"This is not open-ended," John Kerry said after walking on crutches to a podium outside the Coburg Palace hotel in Vienna where the talks are being held. Photo / Supplied
Secretary of State John Kerry said yesterday the United States and its negotiating partners "will not rush, and we will not be rushed" into finalising a nuclear deal with Iran, but warned they would abandon talks soon if Iran does not make the "tough decisions" needed for an agreement.
"This is not open-ended," he said after walking on crutches to a podium outside the Coburg Palace hotel in Vienna where the talks are being held.
"President [Barack] Obama made it very clear to me last night we can't wait forever for the decision to be made," Kerry said. "We know that. If the tough decisions don't get made, we are absolutely prepared to call an end to this process."
But Kerry didn't specify how much longer he was willing to remain in Vienna in search of a deal that would place curbs on Iran's nuclear programme in return for sanctions relief.
Kerry spoke at the end of a day of back-to-back negotiations.
Shortly before Kerry spoke, French Foreign Minister Laurent Fabius approached reporters and said the negotiations would continue into the night in an effort to resolve the remaining differences between Iran and six world powers, known as the P5+1 - the US, France, Britain, Russia, China and Germany.
Fabius compared the negotiations to the end of a marathon.
"There are difficult points that remain, but things are all the same going in the right direction," he said, adding, "I hope we will be able to complete the metres that need to be run."
This round of talks, which began a fortnight ago, has been extended twice as has the interim agreement.
The admission that unresolved issues were still blocking a final deal came one day after Obama held a secure video conference with Kerry and the State Department team.
In the call, Obama "provided guidance related to our ongoing efforts to achieve a good deal between the P5+1 and Iran that meets our requirements", according to State Department officials.
Diplomats from the world powers met on Thursday for a little over an hour, as some of the foreign ministers who had left the Austrian capital on Wednesday returned to join the talks.
Kerry followed that up with a series of separate meetings with Iranian Foreign Minister Mohammad Javad Zarif and their counterparts from Britain and France.
Separately, Energy Secretary Ernest Moniz and Ali Akbar Salehi, the head of Iran's Atomic Energy Organisation, held a meeting, a by-now routine daily discussion between the two nuclear physicists who are charged with ironing out the technical details in any agreement.

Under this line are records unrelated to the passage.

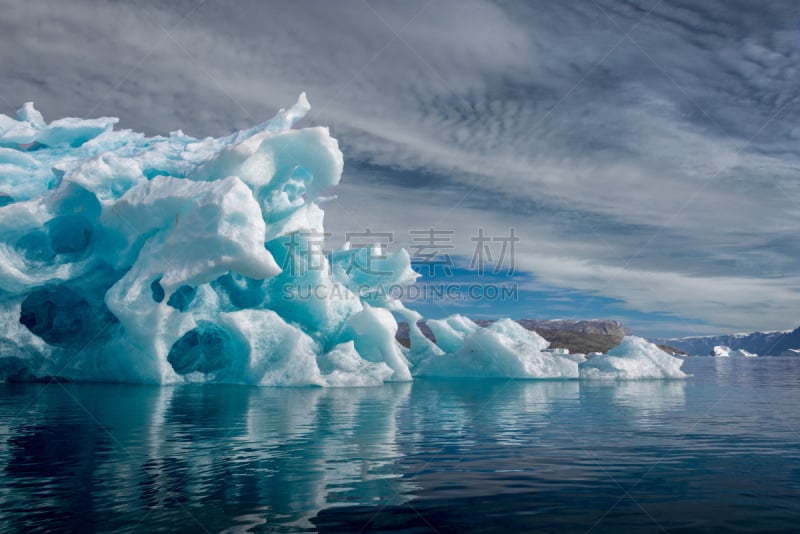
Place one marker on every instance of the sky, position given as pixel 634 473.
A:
pixel 645 153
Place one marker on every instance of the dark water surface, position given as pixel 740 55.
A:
pixel 719 452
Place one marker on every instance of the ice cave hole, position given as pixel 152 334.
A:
pixel 206 348
pixel 62 317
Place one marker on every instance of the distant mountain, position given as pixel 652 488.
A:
pixel 576 336
pixel 761 343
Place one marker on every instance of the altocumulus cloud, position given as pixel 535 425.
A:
pixel 644 151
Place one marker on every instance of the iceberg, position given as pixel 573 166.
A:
pixel 721 351
pixel 171 259
pixel 634 359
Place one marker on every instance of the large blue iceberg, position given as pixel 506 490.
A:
pixel 174 259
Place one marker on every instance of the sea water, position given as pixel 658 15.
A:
pixel 717 452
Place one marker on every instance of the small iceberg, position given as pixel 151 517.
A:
pixel 721 351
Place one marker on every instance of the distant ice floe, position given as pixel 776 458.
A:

Abbas Araghchi, a Deputy Foreign Minister taking part in the negotiations, told Iranian TV that "only a handful" of key issues remained, including the timetable under which Iran would allow international inspectors to visit nuclear sites while the United Nations, the US and the European Union prepare to lift sanctions.
He also said the two sides were still discussing a key Iranian demand, the lifting of a UN embargo on conventional arms sales to Iran. The US has opposed dropping that ban.
Russia, which hopes to sell arms to Iran, has come out in support of lifting the arms embargo but under the framework agreement settled three months ago, the arms embargo would stay in place.